USNO Correlator II Overview
The USNO uses a computing cluster built and maintained by NRAO for performing correlations using DiFX. In 2019 the NRAO will install a second cluster using newer hardware to replace the existing correlator. During a transition period the two clusters will be running side by side and then the most components of the existing cluster will be removed from NRAO maintenance.
The new cluster will consist of:
- 64 compute hosts (named swc-001 to swc-064)
- 2 administration file servers (server-1 and server-2)
- A BGFS file server cluster having two metadata server and four storage servers.
- Auxiliary hardware such as network switches, PDUs and KVMs.
The main file/administration server will be server-1. It provides overall network services to the other devices including NFS, DNS, RADIUS, DHCP, etc. In addition, it serves as the boot server to provide a boot image for the diskless compute nodes (swc-xxx). The other server, server-2, is a warm backup for the main file/admin server.

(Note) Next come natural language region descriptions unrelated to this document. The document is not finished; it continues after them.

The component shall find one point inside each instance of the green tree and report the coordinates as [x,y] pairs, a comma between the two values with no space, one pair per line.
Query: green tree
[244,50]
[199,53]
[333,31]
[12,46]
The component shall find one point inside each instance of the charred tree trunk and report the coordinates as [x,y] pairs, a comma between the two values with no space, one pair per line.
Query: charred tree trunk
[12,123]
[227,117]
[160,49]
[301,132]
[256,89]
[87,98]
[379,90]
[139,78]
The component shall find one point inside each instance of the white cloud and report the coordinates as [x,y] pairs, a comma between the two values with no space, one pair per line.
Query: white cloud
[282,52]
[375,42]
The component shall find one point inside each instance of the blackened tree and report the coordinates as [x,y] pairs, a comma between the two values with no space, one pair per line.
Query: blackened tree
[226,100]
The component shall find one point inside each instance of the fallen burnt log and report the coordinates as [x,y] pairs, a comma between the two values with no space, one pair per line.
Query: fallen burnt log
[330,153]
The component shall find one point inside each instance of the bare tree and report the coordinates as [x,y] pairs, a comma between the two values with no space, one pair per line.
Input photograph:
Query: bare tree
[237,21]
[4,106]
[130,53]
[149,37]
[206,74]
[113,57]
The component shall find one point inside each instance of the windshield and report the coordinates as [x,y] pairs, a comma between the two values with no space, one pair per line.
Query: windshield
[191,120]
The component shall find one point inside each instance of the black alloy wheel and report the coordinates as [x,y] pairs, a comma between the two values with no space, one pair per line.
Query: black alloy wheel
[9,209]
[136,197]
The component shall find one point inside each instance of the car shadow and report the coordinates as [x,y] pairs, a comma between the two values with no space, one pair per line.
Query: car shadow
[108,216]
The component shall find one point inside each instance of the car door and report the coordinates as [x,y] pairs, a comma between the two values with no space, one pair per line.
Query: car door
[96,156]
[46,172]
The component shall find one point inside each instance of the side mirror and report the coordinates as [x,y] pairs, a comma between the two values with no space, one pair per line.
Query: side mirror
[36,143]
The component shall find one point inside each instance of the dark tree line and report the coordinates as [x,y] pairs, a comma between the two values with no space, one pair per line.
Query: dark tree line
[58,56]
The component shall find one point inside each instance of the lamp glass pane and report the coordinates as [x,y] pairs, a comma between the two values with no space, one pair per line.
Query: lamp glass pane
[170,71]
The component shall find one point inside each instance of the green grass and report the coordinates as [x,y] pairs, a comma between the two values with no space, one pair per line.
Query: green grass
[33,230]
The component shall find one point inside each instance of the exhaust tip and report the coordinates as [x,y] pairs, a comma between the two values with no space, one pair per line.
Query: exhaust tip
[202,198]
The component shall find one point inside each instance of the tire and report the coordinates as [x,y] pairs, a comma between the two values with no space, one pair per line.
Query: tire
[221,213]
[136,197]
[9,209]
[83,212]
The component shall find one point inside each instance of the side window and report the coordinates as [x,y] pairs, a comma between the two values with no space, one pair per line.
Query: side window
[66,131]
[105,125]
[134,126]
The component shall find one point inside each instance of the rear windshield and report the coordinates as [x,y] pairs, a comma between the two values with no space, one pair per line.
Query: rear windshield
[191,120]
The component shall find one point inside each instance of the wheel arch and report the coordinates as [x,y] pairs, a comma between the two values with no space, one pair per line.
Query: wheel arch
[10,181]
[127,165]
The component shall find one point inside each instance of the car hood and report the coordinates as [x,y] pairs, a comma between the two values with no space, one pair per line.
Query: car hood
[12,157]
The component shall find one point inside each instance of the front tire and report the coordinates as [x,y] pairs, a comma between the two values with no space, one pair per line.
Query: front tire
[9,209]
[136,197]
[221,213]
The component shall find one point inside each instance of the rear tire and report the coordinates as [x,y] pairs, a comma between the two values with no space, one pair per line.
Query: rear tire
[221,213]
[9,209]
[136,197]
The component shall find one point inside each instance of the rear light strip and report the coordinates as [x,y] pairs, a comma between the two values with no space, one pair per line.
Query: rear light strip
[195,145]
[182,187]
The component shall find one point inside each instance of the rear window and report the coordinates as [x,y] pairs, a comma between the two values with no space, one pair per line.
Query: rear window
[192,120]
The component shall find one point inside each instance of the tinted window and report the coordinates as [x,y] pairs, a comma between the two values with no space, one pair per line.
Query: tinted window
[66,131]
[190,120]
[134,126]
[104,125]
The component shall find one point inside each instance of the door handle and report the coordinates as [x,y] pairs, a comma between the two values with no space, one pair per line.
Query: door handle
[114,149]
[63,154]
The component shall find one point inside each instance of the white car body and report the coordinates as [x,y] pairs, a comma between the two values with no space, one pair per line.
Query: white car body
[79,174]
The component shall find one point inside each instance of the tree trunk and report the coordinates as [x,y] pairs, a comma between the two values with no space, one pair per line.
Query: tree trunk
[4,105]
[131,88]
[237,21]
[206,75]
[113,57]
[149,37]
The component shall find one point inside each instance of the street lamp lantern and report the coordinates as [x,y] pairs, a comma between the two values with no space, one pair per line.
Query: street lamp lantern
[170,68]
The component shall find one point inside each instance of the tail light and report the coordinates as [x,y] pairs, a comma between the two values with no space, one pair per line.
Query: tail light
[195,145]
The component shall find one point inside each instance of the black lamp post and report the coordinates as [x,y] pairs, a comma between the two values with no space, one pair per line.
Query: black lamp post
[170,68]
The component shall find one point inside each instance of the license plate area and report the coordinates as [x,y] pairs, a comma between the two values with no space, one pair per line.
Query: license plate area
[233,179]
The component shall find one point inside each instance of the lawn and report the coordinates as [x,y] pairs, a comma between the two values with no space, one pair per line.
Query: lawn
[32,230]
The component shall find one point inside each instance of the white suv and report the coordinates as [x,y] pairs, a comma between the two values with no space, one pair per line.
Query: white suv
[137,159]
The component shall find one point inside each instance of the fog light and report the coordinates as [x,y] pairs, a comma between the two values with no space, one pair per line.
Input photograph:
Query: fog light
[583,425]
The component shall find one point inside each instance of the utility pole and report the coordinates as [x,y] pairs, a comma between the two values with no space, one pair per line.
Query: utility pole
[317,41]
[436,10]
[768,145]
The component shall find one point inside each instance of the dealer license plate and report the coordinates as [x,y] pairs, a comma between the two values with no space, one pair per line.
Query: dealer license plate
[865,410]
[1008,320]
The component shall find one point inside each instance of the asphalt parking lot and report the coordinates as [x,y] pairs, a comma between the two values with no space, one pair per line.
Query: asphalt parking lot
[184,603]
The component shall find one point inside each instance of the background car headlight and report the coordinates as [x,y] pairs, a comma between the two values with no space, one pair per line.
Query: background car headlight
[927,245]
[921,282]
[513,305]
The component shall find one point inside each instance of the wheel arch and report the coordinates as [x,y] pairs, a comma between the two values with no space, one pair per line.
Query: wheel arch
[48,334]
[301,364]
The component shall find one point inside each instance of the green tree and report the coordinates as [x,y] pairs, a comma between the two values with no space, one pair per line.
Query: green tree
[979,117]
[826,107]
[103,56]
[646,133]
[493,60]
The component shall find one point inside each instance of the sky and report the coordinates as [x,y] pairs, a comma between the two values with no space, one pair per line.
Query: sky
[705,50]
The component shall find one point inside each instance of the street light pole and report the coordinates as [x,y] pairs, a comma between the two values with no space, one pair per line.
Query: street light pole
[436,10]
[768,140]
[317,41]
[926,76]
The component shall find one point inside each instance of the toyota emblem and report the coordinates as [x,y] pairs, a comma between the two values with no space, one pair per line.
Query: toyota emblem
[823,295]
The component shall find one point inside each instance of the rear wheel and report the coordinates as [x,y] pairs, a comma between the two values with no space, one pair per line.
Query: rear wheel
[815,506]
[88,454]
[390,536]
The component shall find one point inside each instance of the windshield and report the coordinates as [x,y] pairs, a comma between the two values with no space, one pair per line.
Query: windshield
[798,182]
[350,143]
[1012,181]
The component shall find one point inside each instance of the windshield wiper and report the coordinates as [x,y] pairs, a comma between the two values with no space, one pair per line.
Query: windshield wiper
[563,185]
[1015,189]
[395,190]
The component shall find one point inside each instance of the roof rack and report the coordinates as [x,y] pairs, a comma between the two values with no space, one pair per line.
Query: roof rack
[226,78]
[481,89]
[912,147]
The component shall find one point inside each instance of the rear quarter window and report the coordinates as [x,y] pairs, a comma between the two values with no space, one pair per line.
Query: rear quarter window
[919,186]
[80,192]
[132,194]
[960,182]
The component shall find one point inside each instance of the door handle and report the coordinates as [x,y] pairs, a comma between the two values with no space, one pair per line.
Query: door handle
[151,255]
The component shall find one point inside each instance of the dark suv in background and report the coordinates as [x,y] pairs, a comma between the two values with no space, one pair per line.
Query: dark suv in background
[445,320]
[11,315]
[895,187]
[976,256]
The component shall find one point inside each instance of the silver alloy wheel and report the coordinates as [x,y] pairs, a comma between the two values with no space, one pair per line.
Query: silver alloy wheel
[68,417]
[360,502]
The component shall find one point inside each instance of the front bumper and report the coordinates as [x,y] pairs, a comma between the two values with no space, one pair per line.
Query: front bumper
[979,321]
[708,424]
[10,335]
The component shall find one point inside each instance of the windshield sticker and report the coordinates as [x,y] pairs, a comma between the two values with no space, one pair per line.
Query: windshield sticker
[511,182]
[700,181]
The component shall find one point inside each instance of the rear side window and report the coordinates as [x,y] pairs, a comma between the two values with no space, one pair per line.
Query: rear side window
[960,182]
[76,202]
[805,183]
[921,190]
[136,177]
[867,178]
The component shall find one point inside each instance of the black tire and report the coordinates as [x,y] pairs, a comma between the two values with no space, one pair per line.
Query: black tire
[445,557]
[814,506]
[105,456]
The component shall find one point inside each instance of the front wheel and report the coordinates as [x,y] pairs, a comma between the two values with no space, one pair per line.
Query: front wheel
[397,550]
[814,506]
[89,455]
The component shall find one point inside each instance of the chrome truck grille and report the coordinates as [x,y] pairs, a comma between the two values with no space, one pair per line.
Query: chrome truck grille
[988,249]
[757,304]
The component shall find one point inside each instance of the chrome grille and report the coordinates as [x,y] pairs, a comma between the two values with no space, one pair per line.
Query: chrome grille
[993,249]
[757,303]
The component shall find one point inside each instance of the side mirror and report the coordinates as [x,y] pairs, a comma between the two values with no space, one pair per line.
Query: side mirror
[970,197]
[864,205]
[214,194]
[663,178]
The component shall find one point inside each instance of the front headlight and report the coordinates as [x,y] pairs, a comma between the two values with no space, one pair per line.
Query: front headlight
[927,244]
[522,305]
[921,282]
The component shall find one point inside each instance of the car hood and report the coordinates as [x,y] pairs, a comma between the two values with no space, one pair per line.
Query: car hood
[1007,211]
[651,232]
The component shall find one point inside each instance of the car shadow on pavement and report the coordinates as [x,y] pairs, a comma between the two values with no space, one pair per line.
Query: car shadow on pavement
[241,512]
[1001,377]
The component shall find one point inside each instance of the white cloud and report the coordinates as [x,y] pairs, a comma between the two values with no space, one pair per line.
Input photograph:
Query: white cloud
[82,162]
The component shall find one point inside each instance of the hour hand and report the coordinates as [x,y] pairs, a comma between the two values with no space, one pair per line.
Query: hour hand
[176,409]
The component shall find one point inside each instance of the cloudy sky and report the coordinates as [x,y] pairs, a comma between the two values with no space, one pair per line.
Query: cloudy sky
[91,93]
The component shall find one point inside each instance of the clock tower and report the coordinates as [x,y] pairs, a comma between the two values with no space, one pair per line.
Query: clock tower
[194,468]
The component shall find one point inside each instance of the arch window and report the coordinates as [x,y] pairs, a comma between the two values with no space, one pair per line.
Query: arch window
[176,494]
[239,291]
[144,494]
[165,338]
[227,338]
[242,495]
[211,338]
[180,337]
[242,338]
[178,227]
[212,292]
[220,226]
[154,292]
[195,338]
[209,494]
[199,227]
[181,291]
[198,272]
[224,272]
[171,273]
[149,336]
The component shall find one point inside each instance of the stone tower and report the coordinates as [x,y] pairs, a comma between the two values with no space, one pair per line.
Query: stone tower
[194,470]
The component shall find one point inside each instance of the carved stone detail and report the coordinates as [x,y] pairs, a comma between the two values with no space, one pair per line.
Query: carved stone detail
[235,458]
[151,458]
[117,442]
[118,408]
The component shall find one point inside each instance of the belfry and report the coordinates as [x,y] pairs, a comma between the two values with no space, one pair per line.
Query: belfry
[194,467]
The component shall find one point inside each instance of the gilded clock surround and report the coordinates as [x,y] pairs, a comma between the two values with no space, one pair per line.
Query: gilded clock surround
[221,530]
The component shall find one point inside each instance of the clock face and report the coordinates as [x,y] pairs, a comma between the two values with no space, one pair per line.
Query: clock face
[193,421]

It also serves as a guinea pig for patching, etc., to reduce the likelihood that changes to the primary server will bring the correlator down.
The various devices all reside on the administration network, 10.1.36.*, (1G ethernet) to allow administration from server-1 and server-2. High speed 40G Infiniband connections are used to allow the nodes to transfer data between themselves and the BGFS file system; this is necessary because the DiFX
correlation is I/O bound. Two Infiniband nets were created, 10.1.37.*, for data transmission between the SWCs and the second, 10.1.38.*, between the BGFS hosts and the first 16 SWCs for reading of BGFS data.
Only the two servers and one of the compute nodes (swc-001) can be directly accessed from outside the cluster networks. An administrator must SSH into one of these three hosts to access any of the other hardware on the network. Since the servers do not have Infiniband NICs, the state of the high speed networks cannot be directly assessed from the two servers; it is necessary to SSH onto one of the SWCs or BGFS nodes to assess the health of the 10.1.37 and 10.1.38 nets.
In addition to the correlator-related hosts there are several USNO hosts which have direct access to the corellator subnets. Two hosts nominally named ISAN and OSAN are on the Infiniband nets to allow data to be transferred to/from the correlator. A third host, referred to as ACAS lives on the admin network (10.1.36) to allow it to perform security scans of every host on the network.
The 64 swc-xxx nodes perform the actual correlation. For ease of administration, all of these nodes are diskless and boot off an image served up by server-1. There is a provision for node-specific data to reside on the server, but it's use is kept to a minimum.
At the SOC in Socorro, the NRAO maintains a much smaller version of the correlator (called the "test correlator") installed at the USNO (the "production correlator"). It consists of two servers, around 5 compute nodes, a BGFS system and support hardware. The internal networks also mirror those of the production system, although there is only one Infiniband network. The test correlator allows testing and prototyping without interfering with the essential operations of the production USNO cluster; it can also serve as a backup system in the event that the USNO correlator goes off line (e.g., facility issues, etc.). This cluster will also be upgraded so that it consists of the same types of hardware and nearly identical software as the production cluster.